Since the Supreme Court’s historic ruling in Wal-Mart Stores, Inc. v. Dukes, attorneys have debated the scope and impact of the decision.  Not surprisingly, plaintiffs’ counsel have argued that the decision was limited to its facts, or to discrimination cases, or to cases involving nationwide claims.  And they have argued that Wal-Mart has no application whatsoever to wage-hour class actions and collective actions.  In only a few words, the Supreme Court may have answered some of these questions.

Earlier this month, the United States Supreme Court quietly vacated a $7.7 million award in a wage-hour class action in Chinese Daily News v.

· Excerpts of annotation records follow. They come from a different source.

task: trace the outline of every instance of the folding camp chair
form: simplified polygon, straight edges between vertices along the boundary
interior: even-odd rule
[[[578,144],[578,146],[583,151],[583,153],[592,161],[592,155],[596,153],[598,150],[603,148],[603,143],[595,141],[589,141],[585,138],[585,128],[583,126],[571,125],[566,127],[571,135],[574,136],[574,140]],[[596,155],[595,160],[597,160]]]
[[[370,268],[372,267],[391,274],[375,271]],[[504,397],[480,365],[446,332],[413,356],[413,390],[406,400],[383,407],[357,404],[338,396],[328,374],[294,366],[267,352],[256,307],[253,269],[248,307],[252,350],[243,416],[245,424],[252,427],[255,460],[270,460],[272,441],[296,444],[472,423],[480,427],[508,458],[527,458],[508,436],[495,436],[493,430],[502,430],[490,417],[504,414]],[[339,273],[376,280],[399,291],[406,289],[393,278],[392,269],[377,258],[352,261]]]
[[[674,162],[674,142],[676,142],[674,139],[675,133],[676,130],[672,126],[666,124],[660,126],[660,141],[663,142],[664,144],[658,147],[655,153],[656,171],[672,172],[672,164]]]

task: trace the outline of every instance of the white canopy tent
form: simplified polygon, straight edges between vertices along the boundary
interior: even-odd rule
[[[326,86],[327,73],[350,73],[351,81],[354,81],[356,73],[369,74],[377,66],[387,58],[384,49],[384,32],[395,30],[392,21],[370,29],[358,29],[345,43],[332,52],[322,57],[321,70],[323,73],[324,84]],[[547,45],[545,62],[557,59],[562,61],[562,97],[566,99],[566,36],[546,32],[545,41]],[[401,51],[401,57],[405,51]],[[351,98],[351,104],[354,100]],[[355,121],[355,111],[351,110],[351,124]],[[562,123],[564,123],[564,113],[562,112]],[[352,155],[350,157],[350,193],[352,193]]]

Wang, remanding the case to the Ninth Circuit for further consideration in light of Wal-Mart.  While the Supreme Court did not provide any further analysis or guidance, and while the Ninth Circuit’s ultimate ruling cannot be predicted, the vacation order alone would seem to undermine a few of the arguments that many plaintiffs’ counsel have been making since Wal-Mart was decided – particularly that Wal-Mart was limited to its facts and has no application to wage-hour matters.  Simply, if the Supreme Court believed Wal-Mart was not applicable to wage-hour claims, there would have been no reason to vacate Chinese Daily News

The history of the Chinese Daily News class action is a long and tortured one that most readers of this blog would have little interest in.  It is a hybrid class action alleging claims under both the federal Fair Labor Standards Act (“FLSA”) and California state law for unpaid overtime wages, meal and rest break violations, wage statement violations and waiting time penalties as to approximately 300 employees working at a single facility.  A California district court certified a class under the FLSA, as well as under both Rule 23(b)(2) and Rule 23(b)(3).  The matter ultimately went to trial, where the class prevailed.  The Ninth Circuit subsequently affirmed the district court's decision to certify the class under Rule 23(b)(2), but declined to address whether certification was appropriate under Rule 23(b)(3).   

Given no guidance from the Supreme Court, it would be pure speculation how the Ninth Circuit will ultimately rule.  However it rules, the Ninth Circuit’s ruling on remand will have an enormous impact upon the defense of wage-hour actions throughout the country.  That impact could be short-lived, though.  However the Ninth Circuit rules, we should not be surprised to see one party seeking to take the ruling up to the Supreme Court.  And the Supreme Court reverses Ninth Circuit rulings in approximately 80% of the Ninth Circuit cases it hears.